The 3 C's of Pairing Beer with Food: Contrast - Brooklyn Brew Shop

The 3 C's of Pairing Beer with Food

Updated on April 23, 2019

The 3 C's of Pairing Beer with Food: Contrast

We've had food and beer pairings on the brain, and it's the perfect season to start experimenting. While we delve further into the three C's of pairing food (the first being complement), now we'll tackle contrast.
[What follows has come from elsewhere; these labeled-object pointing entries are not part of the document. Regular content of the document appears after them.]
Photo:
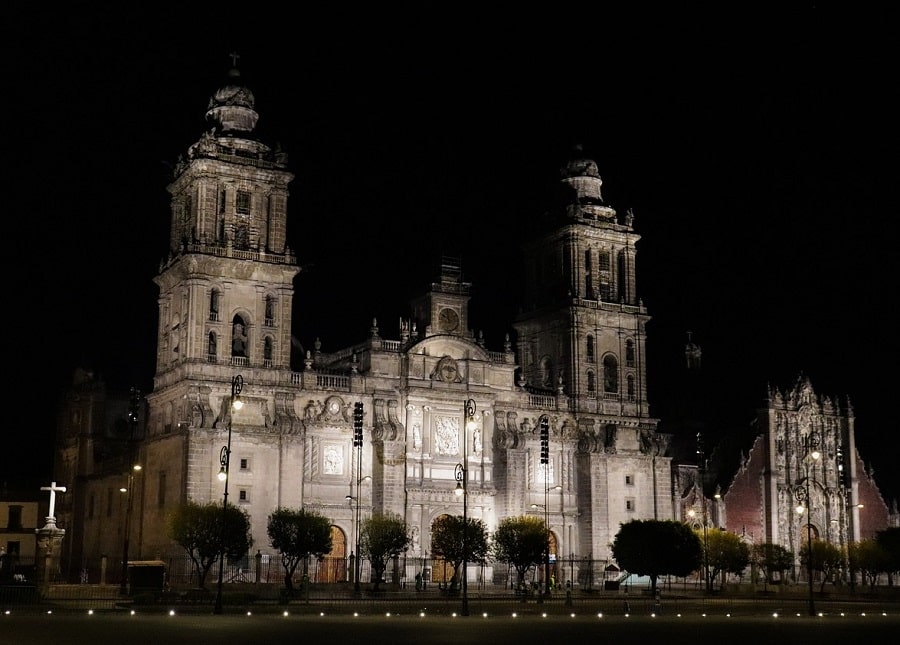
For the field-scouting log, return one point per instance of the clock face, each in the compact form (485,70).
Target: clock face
(448,320)
(334,406)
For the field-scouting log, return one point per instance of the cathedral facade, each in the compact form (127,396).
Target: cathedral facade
(575,365)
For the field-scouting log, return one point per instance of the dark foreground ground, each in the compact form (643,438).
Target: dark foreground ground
(347,629)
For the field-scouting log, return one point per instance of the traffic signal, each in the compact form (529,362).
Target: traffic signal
(357,424)
(545,440)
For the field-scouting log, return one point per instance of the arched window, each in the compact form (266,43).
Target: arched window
(174,337)
(239,340)
(546,372)
(214,297)
(610,374)
(270,311)
(267,351)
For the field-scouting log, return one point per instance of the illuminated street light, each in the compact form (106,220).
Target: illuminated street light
(237,384)
(811,455)
(462,489)
(134,408)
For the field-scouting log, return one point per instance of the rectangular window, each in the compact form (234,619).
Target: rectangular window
(14,523)
(242,205)
(161,490)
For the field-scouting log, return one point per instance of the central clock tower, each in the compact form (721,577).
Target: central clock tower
(445,308)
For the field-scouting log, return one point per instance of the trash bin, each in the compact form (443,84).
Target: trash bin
(146,576)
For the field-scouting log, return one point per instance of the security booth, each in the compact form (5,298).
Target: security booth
(146,576)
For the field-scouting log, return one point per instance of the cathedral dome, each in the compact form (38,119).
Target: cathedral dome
(581,179)
(231,107)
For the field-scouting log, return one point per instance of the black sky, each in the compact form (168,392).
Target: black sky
(757,151)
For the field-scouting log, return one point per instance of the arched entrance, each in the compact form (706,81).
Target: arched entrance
(333,567)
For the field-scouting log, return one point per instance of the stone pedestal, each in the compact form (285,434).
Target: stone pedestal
(49,541)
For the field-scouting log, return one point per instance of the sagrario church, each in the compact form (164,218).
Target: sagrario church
(576,363)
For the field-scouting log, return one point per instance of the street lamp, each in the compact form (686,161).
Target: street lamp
(358,416)
(810,445)
(701,466)
(544,424)
(237,384)
(462,488)
(129,504)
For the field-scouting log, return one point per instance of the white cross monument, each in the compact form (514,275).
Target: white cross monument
(54,489)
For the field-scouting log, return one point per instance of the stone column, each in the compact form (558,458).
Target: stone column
(49,542)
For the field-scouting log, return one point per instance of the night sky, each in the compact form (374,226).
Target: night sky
(756,150)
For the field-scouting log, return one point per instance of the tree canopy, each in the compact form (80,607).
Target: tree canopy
(382,536)
(198,529)
(725,553)
(657,547)
(449,534)
(298,534)
(521,542)
(771,559)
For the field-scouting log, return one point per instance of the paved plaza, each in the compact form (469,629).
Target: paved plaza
(236,629)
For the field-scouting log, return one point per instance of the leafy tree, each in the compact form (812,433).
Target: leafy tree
(826,558)
(383,536)
(869,559)
(726,553)
(449,534)
(772,559)
(889,541)
(657,547)
(297,534)
(198,528)
(520,541)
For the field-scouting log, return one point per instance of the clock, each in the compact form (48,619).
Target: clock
(334,406)
(448,319)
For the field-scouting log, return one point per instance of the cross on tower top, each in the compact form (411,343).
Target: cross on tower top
(53,488)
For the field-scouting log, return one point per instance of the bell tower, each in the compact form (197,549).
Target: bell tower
(582,326)
(227,286)
(225,298)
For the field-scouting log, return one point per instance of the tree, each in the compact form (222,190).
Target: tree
(826,558)
(382,536)
(867,557)
(889,541)
(198,528)
(521,542)
(297,534)
(448,537)
(772,559)
(725,553)
(657,547)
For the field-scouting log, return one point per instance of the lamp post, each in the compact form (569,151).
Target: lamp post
(358,415)
(237,384)
(544,424)
(461,474)
(132,469)
(701,467)
(810,445)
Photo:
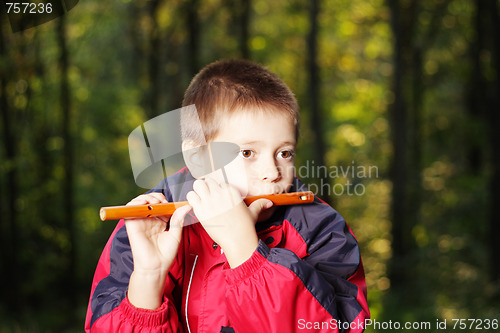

When contrasting a beer with a particular food, you’re looking for opposing flavors and aromas. These are flavors that are, in essence, opposites. Take the flavors of sweet and sour -- on their own, sweet and sour can both be overwhelming. Sour can pucker and create imbalance in certain tastes, whereas sweet, oftentimes overbearing and cloying, covers up more subtle flavors. But together, they balance each other out and create a new unique taste experience. As the old saying goes, opposites attract. And when they do, they add up to a complete and delicious pairing.

Contrast: Oysters and Stout or Witbier

There is really no better classic pairing than a Dry Irish Stout paired with fresh, raw oysters. The roasted, chocolate bitterness of the stout contrasts perfectly with the briny, sweetness of the oysters. The pairing is so classic that breweries today brew their stouts with actual oysters or oyster shells.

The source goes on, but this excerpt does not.